There are defining moments in our lives that cause us to stop in our tracks and WAKE UP, or at least for me, there is.

I spend most of my days going about my business which usually consist of being a mom of 3, school for me, work, quiet time, homework, cooking, laundry, church, and the list goes on and on. Due to circumstances and life which includes the instability of my job and my miserable state at school, I wonder what am I doing? I keep playing the card of "I don't know what I want to be when I grow up"; however, I am 36 years old and honestly, I know exactly what I want to be when I grow up. You see, I remember my freshman year in high school and one evening in particular that I gave my life to Him for His will and purpose. I had no clue what that meant at the time in retrospect but I know that I was called to a greater purpose than my own.

If we fast forward time to today, I am continually searching for answers. After my divorce, I have spent more time searching for ideas that conformed and seemed to fit the picture of my life. Let's try med school, because my MCAT scores rocked, but I want to be a mom. Let's try nursing school, because I am smart enough and have compassion for people. Let's try education because I am great with kids, creative, and would be a great goofy science teacher.

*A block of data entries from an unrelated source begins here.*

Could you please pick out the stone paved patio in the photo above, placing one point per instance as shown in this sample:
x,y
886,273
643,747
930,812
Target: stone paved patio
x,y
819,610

Somehow in a weird way, this semester my schedule for classes would not pan out. Then add the fact that my job is unstable and I have not worked since early August. So, what now? I've got this. Let's just change majors again and see if that works. No wait, let's try pursuing a job all in God's name that isn't meant for me. Let's try... Problem is that I can try a zillion things, but they are never going to pan out because the true problem lies in the I.

I truly think God is watching me and saying "Hello, remember Me? Remember that day that you promised me your life? Have I not been beside you in the hardest times of your life? You trusted Me then, so why not trust Me now?"

My natural preference is to plan out my day, knowing what will happen when. His preference is for me to depend on Him continually, trusting Him to guide me and strengthen me as needed. Is this how I grow strong in my weakness because my greatest struggle is independence? I want independence so much that I must relinquish it and be dependent on Him. What?!? Sigh

Trust God from the bottom of your heart; don't try to figure out everything on your own. Listen for God's voice in everything you do, everywhere you go; he's the one who will keep you on track. Don't assume that you know it all. Run to God! ~Proverbs 3:5-7 MSG


So, there it is. No longer am I going to ask "what now?" but rather trust Him every day with every fiber of my being which is going to be a daily struggle. But He has shown His mercy and grace time and time again to me and He will continually do so. I know without a shadow of doubt that when we are not pursuing what we are called and made to do, a door with shut but He will open windows to let the breeze of our destiny waft to lure us to the right path.